# How remove lower mirror glass?



## DABurleigh (May 9, 2005)

We're just returning from a day trip to visit family at Christmas. Motorhoming Uncle says on a recent France trip a lorry clipped his mirror and the lower mirror glass is loose but he can't see how it should be removed.

I suggested just pulling it but he said it wasn't playing ball. I didn't look myself as it was chucking it down at the time, but said I'd ask on here on the way home and I'm sure MHF would have the answer for him this evening. No pressure then! 

I think it is a 2006 Ducato (pre-X250, ie the same as my own). The lower glass is electrically adjustable.

TIA,

Dave


----------



## DABurleigh (May 9, 2005)

Bump!


----------



## carolgavin (May 9, 2005)

Erm, I have given this dilemma much thought, whilst I also ponder whether I have pox of the chicken variety, shingles or an allergy :roll: :roll: 
I have come to the conclusion that I have no idea, sorry


----------



## DABurleigh (May 9, 2005)

Oh well. He just rang me and I had to acknowledge MHF had drawn a blank. I was hoping to catch him as a recruit!

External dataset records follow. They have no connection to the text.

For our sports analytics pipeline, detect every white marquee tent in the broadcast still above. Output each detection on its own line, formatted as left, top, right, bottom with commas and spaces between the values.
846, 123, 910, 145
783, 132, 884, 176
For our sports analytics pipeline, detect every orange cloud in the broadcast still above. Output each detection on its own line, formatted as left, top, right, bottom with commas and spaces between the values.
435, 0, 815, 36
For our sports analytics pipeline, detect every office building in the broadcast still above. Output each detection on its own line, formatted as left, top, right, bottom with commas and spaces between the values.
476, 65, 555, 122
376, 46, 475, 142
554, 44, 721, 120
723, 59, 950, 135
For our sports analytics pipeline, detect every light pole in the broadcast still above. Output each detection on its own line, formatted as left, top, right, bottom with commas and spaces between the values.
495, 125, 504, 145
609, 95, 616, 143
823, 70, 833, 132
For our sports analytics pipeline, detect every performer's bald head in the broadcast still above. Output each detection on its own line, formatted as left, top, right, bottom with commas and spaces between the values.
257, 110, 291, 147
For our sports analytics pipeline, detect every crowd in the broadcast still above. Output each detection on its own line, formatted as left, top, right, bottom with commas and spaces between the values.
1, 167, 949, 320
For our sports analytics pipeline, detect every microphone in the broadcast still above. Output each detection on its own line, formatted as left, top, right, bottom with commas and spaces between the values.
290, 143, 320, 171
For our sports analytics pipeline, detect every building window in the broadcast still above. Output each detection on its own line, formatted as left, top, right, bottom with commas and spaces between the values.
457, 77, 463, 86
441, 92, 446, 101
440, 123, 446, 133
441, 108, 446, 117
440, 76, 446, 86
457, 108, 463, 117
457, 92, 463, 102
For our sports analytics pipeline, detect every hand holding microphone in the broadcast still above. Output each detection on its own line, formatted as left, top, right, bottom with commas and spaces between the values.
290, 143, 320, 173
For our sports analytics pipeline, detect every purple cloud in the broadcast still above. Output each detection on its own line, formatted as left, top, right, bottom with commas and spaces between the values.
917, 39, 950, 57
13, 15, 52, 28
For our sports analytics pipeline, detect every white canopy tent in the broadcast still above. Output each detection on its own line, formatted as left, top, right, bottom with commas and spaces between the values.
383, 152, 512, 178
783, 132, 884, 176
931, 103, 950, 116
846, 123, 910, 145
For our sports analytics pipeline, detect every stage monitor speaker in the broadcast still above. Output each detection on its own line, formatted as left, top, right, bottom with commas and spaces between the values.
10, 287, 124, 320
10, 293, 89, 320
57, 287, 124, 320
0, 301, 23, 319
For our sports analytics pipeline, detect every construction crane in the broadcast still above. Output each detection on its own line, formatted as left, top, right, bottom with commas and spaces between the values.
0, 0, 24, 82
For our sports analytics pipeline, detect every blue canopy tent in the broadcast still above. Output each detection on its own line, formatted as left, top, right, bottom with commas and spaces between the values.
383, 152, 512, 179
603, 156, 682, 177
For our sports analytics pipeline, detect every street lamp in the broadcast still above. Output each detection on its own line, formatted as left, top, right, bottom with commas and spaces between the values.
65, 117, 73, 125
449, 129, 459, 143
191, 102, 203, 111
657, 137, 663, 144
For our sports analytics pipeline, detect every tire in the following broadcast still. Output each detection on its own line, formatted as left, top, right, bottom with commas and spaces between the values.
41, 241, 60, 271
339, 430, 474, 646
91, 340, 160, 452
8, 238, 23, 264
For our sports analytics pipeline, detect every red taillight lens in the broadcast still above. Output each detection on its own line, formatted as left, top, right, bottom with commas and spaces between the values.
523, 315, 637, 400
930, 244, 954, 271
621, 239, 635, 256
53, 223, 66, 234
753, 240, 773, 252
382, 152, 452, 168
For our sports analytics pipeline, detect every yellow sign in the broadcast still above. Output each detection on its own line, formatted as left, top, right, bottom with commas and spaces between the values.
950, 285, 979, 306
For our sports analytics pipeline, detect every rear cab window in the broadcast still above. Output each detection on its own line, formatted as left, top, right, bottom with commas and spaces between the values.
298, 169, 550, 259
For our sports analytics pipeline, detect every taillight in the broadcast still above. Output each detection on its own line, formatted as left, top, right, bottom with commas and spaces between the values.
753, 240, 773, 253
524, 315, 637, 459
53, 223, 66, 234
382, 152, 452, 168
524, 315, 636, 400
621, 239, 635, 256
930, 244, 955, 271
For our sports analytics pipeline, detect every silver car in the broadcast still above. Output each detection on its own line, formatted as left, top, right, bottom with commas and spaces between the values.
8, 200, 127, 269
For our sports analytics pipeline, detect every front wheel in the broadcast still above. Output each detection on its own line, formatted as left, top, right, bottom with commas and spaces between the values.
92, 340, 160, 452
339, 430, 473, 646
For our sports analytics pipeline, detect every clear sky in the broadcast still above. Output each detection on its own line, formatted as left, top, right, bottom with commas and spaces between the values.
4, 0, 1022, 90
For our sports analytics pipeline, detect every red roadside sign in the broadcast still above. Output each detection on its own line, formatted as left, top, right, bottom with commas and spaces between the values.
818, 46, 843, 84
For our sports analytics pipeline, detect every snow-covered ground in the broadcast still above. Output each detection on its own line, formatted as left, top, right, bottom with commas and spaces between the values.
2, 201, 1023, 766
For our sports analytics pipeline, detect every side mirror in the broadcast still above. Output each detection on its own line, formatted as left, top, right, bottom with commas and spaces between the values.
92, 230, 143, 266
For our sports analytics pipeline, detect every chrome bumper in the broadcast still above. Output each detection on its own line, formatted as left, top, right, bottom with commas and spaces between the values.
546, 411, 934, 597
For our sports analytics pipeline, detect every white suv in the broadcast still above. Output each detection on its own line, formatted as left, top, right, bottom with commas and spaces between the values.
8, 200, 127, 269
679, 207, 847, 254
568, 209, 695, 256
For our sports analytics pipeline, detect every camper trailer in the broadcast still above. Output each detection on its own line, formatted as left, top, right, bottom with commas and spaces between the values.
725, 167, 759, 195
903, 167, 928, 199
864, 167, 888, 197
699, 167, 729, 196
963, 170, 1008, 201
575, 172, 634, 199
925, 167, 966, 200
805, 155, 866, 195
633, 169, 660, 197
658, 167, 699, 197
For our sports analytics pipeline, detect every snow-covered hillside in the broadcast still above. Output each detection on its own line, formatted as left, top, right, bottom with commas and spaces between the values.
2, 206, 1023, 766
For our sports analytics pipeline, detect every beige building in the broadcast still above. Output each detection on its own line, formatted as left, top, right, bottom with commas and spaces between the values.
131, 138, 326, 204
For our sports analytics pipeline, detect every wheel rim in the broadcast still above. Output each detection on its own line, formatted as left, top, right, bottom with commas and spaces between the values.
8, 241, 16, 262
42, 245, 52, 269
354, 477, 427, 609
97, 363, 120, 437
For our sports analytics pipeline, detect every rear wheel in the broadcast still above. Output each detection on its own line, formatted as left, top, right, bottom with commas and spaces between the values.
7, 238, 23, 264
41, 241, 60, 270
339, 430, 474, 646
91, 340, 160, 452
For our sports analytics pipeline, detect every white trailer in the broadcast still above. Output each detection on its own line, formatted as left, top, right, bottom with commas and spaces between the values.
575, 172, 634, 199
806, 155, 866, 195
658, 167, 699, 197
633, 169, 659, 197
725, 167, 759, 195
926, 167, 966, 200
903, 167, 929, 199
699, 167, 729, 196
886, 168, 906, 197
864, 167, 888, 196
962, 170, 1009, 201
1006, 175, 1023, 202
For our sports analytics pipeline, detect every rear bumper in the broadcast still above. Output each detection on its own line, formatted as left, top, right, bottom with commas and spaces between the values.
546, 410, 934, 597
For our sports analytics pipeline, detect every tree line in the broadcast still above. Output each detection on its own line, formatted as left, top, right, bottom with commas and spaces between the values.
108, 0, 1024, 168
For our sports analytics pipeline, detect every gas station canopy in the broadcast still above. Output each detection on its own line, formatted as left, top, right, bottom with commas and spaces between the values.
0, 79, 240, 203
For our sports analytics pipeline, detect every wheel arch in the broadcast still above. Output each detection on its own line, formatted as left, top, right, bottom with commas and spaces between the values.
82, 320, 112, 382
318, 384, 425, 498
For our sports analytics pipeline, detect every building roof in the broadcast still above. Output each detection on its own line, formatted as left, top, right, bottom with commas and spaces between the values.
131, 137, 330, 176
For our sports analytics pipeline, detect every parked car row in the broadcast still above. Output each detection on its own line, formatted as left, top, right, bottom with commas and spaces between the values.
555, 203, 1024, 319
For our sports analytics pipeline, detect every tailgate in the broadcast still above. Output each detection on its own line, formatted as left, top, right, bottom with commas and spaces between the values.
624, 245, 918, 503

I still reckon it is a brute force job to unclip it, but he won't believe me, and as there is no corroboration from MHF I can't convince him. He'll probably now drive it to a dealer for a professional to charge him for a trivial job  

Dave


----------



## coppo (May 27, 2009)

Yes, i was surprised that no one came up with a solution last night Dave.

Maybe prise off with a flat end screwdriver was my thought but i imagined someone would come up with a marvelous, original technical solution lol. and i would have looked stupid saying that.

Paul.


----------



## Penquin (Oct 15, 2007)

We had a similar problem when hit by a campervan in central France,

it was loose but still there so I stuck it in firmly with tape.

When we got back and asked our garage he said simply push it vack into place and eventually it will click it - he then did it and hey presto it has been perfect ever since.

You are welocme to try but I was VERY wary thinking I would break it - but didn't and it still moves electrically!

Dave


----------



## teensvan (May 9, 2005)

There was an article in the MMM on how to change/repair the mirror, but cannot remember when. Not more than 18 months ago. I can remember cutting the article out but cannot find it in the van at the moment.

steve & annn. -------------- teensvan


----------



## Tobysmumndad (Nov 12, 2007)

Well, if it's anything like the mirrors on our 2002 FIAT Hobby, it's the big top mirror that comes out first. It's held in place by a big spring clip that you can pop out by angling the mirror far enough to get a screwdriver through the gap. Having got the top mirror out, you will see that the bottom mirror is a complete assembly held in place by two (or four) hexagonal bolts.

The natural assumption is to try and take the little bottom mirror out first, like we did, in which case you will have a broken assembly!
:roll:

These people were a great help in getting a chum of mine away to Spain when he wiped his offside mirror against the house, with the van packed and the missus and the dog about to embark!
http://www.allpartssouthwest.com/acatalog/Special_Offers__Ducato_81.html
8)


----------